Figure 5. Richman, Inc. After Refactoring Using MVC: The stock component and two- way dependencies between the controller and view components are shown. The view components pass the user actions to the controllers that notify the model to change the view.

If it weren’t for Portfolio this would be a classic Document-View architectural pattern. The controller and the view components are tightly coupled but the data components are not. The benefits of this are similar to the tier benefits. The data components, their connections, and data-access logic are separate from how the user actions are handled. The Document-View architecture was used so often is it was an implicit part of Microsoft’s C++ compiler.

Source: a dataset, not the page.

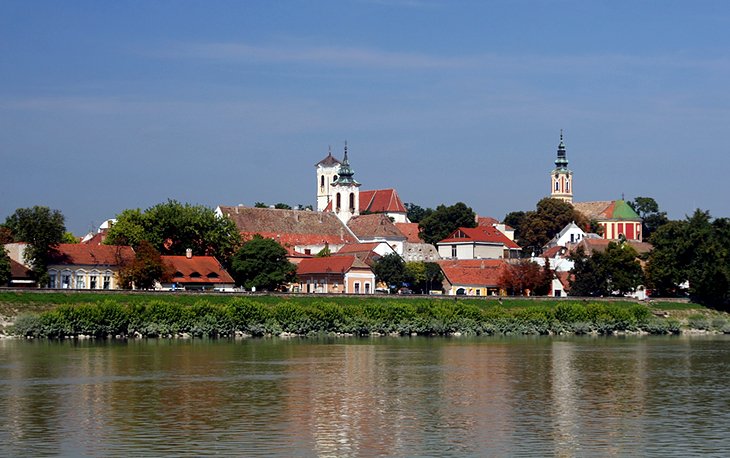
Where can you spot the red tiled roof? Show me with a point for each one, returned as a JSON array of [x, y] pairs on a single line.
[[381, 201], [358, 247], [91, 255], [484, 234], [552, 251], [198, 269], [411, 231], [473, 272], [290, 227], [329, 264], [375, 225], [19, 271], [329, 161], [486, 221]]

Should I remove the Portfolio component and move the business logic into the data and presentation tiers? If I split the logic this way, then the presentation tier would handle all of the control logic and the business logic used to transform that data into a viewable screen, and the data tier would be used to calculate aggregate values for the portfolio. The other choice would be to not use the Document-View architecture and change the Portfolio component to MVC. This would require PortfolioVision to pass any button clicks or user interface calls to Portfolio. Portfolio would react to the user interface calls informing CustomerStockData and QuoteData that there is a request to change the views. StockVision has less business logic than Portfolio and PortfolioVision but still has a dependency on QuoteData, which is now part of the MVC pattern. It would make sense to create another component called Stocks that would act in the same fashion as PortfolioVision. This would not confuse the use of QuoteData in Portfolio and StockVision.

In Figure 5 the components are refactored. From an architectural standpoint the design is stronger than before. The model data can be verified and checked without relying on the business logic in the controllers or the GUI logic in the views. Views can be added without changing the model components and the view components are not locked into the specifics of how commands are handled. If we added the command pattern to the controller even the commands could be changed dynamically. When looking at all three example diagrams it is much easier to follow the dependencies after Richman, Inc. was refactored.

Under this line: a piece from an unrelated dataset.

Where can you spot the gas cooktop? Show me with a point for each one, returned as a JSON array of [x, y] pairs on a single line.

How Components Exist in .NET
The last topic that I want to discuss is how components are implemented in .NET. In my first article, “Building Classes,” I discussed namespaces. I showed how a namespace is nothing more than a programmatic way to prevent naming collisions by prefixing variables with the same names with a namespace. From an architectural view a namespace can be used to identify parts of an architectural pattern. In the case of MVC there would be three namespaces:

            namespace Model { }            namespace View { }            namespace Controller {}

The namespaces in .NET can exist across classes and assemblies so that multiple components can be added to an assembly. Assemblies are the same as components. Each assembly contains one or more portable executables (PEs) that contain multiple classes compiled into MSIL (Microsoft’s intermediate code). The assemblies also contain a manifest that tracks the variable names, the number of classes, types, and metadata for the assembly.

In the Richman, Inc. example I could add each component to its own assembly but use the appropriate namespace across the components in the model, view and controller. It is also possible (although it cannot be done through Visual Studio) to add more than one component in each assembly and have three assemblies for model, view, and controller respectively. Depending upon the size of the program it is best to remember that the fewer the assemblies the easier it is to deploy.

So far I have gone from class diagrams to deployment diagrams. The link between the abstract classes and how they are deployed are components that contain multiple classes and are grouped logically so that they can be deployed. The final article in this series, coming next month, will cover sequence diagrams.